If you do not want to implement the most general form, implement the Taylor series around 0 for erf and then use update! in small-enough steps, until you get to the point around which you want the Taylor expansion. But be aware that floating point error may accumulate.

I hope this helps.

[ChristopherMayes]

The derivative of erf is defined in terms of elementary functions in closed form:

https://en.wikipedia.org/wiki/Error_function

It looks like Julia ultimately calls a C function:
https://specialfunctions.juliamath.org/stable/functions_list/

There are many such functions. It would be elegant if just this knowledge could be coded - is that possible?

[lbenet]

I do think it is possible to code it; the next two weeks I'm too busy.
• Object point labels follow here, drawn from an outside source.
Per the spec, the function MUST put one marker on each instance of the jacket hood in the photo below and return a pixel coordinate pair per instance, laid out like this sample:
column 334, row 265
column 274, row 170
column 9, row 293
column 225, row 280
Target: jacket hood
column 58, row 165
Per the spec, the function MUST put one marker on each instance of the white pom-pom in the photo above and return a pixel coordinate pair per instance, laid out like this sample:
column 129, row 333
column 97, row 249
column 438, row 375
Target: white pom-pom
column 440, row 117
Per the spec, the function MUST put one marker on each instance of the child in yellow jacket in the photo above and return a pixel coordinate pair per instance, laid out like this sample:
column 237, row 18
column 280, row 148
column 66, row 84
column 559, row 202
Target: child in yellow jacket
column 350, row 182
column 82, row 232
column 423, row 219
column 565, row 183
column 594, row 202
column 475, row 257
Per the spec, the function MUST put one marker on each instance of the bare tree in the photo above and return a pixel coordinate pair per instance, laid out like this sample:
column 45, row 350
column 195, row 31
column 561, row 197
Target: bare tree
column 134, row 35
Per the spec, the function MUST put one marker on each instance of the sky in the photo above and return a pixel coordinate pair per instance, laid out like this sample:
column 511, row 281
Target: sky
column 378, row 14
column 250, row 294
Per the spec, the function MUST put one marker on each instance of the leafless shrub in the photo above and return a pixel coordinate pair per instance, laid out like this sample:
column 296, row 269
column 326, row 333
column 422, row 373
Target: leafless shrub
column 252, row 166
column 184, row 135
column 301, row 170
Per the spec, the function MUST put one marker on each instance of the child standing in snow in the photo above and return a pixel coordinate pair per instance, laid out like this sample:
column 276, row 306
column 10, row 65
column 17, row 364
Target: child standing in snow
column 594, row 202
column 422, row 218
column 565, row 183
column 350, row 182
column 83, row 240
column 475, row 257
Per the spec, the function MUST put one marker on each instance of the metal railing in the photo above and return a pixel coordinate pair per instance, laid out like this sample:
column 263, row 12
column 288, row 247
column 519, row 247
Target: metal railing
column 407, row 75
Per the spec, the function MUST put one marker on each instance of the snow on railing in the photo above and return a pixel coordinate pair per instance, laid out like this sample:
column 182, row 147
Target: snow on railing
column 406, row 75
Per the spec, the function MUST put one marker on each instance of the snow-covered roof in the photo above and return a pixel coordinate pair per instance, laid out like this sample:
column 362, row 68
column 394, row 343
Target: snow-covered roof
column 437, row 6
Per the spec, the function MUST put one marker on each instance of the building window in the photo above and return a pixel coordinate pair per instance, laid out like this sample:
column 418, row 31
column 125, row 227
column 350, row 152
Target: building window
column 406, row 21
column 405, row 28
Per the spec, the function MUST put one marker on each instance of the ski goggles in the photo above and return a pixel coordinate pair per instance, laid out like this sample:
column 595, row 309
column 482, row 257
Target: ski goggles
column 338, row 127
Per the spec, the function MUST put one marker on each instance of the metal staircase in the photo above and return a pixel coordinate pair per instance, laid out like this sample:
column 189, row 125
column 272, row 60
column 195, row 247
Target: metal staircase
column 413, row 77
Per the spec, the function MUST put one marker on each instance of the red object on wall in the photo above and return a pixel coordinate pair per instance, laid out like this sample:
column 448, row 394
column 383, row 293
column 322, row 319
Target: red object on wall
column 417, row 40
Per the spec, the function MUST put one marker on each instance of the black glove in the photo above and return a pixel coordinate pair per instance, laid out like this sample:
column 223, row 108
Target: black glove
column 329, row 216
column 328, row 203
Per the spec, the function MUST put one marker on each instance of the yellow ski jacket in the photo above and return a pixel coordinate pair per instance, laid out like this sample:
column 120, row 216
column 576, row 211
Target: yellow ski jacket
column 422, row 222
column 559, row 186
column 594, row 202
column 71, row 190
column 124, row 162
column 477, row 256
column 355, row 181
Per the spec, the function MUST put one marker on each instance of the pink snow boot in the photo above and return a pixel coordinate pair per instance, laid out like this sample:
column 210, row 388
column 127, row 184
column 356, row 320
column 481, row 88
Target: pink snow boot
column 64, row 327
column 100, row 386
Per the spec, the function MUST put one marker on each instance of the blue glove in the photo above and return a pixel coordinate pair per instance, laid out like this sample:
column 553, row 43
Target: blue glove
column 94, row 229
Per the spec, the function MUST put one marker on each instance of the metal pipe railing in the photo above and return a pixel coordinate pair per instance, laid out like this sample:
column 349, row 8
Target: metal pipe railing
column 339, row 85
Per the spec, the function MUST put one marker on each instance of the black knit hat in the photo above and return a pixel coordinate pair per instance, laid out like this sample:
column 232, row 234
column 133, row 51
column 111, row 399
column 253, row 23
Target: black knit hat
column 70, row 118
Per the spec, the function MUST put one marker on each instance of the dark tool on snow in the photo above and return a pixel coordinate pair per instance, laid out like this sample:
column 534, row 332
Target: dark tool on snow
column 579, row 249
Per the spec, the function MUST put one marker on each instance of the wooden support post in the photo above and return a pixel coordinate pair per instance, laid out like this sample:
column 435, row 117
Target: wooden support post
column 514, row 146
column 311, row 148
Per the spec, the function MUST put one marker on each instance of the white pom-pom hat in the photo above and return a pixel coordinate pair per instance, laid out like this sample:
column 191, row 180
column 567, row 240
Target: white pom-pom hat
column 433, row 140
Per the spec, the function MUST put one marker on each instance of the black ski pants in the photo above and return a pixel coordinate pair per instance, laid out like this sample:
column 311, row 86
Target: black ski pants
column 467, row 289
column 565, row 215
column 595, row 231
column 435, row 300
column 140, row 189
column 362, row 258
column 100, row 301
If you want to give it a try, I can help.

[ChristopherMayes]

@lbenet thank you for the quick replies! I don't have the skills to do this at the moment. But, to be clear, what I mean is is to write some sort of code generation function that takes an existing scalar function (e.g. SpecialFunctions.erf) and its derivative function (e.g. derivative_erf(x) = ... or better if there were an existing SpecialFunctions.derivative_erf) that's defined in terms of functions that TaylorSeries.jl already understands. Then many special functions could be defined with one-liners.